Given the complexity of the some of the issues faced by African countries in terms of addressing the area of climate change, renewable energy, and Information Communications Technologies (ICT) among others, the SBAI seeks to collaborate with the African Diaspora of the countries it targets. It is clear that there are educated Africans living in the US and elsewhere with expertise in these areas, who are often looking for ways to contribute to their home countries. The SBAI seeks to collaborate with them as mentors and potential partners to the African entrepreneurs in their home country.

SBAI was launched through a research project entitled; “Addressing Poverty and Development through Funding Innovation and Socially Conscious Entrepreneurship in Africa with Partnership of the African Diaspora.” The research proposed that in order to address poverty and other pressing development issues in Africa, it would be effective to explore mechanisms that could spur the growth of social businesses on the continent. Social businesses are those that seek social as well as financial returns for investors.
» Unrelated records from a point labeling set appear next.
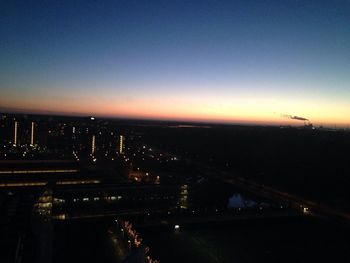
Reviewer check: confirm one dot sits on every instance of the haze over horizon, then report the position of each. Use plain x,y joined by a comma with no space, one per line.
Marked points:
215,61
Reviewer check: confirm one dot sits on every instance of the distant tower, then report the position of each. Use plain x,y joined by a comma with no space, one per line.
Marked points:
93,145
121,144
32,134
15,134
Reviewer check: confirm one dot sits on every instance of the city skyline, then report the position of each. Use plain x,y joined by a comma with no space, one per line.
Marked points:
231,62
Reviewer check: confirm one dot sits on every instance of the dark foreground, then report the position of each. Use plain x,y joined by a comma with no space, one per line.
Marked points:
282,240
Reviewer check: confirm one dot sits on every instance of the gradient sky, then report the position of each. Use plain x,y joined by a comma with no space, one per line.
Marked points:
225,61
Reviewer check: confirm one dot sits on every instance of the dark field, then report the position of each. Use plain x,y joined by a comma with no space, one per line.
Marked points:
288,240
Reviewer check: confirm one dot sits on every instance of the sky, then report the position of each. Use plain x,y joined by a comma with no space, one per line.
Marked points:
212,61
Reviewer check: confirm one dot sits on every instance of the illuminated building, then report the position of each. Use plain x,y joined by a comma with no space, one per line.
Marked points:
15,134
32,134
121,144
93,146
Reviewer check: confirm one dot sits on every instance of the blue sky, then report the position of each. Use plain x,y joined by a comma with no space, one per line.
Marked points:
202,60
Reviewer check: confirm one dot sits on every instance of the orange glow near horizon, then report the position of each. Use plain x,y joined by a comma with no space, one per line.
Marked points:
206,108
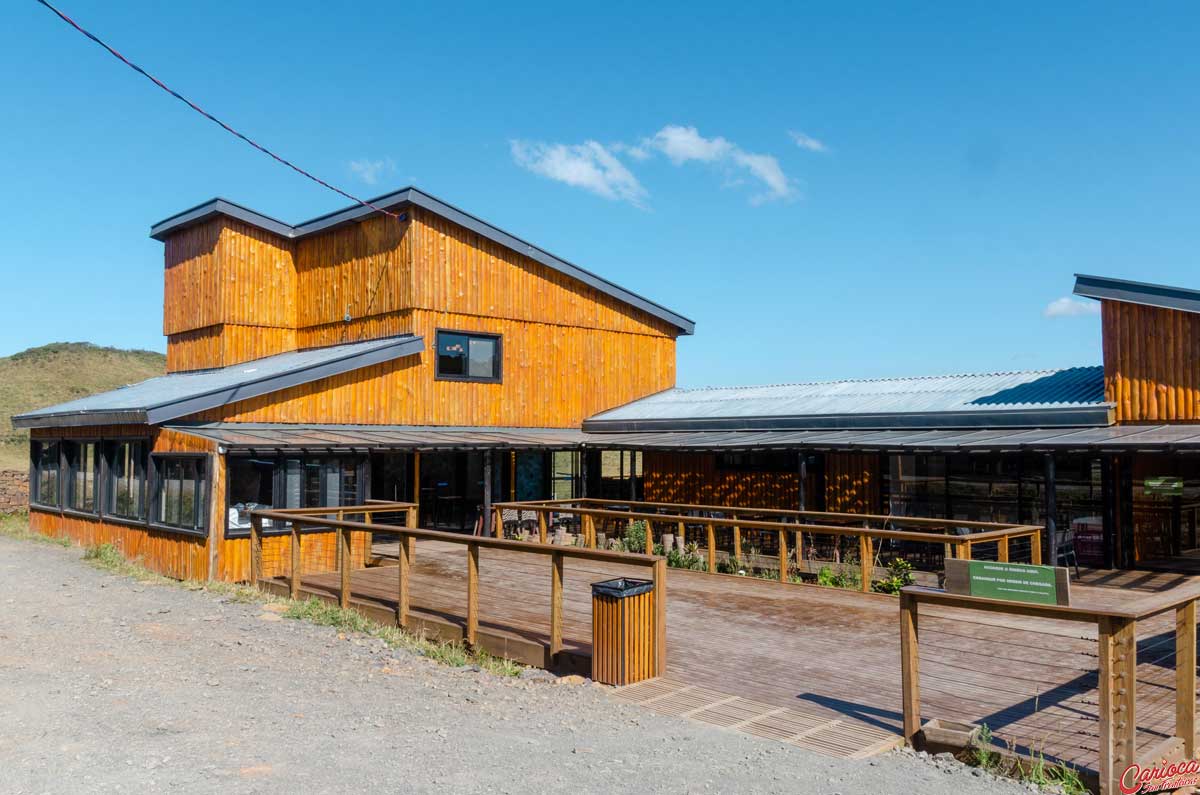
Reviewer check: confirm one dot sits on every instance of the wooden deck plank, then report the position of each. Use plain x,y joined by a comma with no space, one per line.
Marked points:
820,668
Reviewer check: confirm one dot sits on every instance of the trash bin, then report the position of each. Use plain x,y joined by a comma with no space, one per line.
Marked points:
623,631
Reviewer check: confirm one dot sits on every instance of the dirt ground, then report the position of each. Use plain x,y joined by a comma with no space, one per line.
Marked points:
112,685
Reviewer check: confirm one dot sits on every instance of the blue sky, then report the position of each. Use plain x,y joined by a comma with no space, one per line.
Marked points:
829,191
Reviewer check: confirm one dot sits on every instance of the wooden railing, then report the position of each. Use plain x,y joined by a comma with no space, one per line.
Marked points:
309,520
1117,652
785,524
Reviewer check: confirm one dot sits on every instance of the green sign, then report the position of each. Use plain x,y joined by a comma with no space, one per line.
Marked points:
1008,581
1165,485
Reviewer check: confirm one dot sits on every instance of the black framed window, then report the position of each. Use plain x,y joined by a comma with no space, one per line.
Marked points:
125,494
83,465
180,490
289,482
46,484
468,357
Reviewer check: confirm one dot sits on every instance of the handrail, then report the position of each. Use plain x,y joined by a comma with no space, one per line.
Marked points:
1117,669
409,533
961,544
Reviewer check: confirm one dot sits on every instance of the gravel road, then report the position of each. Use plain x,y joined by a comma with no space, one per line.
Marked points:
111,685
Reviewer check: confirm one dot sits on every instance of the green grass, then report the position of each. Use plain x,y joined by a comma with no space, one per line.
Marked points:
58,372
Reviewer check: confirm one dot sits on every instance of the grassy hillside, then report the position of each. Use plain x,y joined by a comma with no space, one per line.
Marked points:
57,372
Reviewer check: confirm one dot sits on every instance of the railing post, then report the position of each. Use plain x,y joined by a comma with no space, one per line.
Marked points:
867,560
910,668
256,549
405,562
783,556
472,593
343,549
712,548
294,585
556,607
660,616
1117,688
1186,677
The key project activities undertaken during the first phase of the project were research on best practice business incubators and social venture funds in Africa. Based on research findings, a model for promoting socially conscious entrepreneurship has been developed. The project is entering the second phase of activities involving the launch of a pilot program in one country that will involve establishment of a business incubation center and a social venture fund as well as a program of African Diaspora mentorship/ partnership to be replicated in various African countries.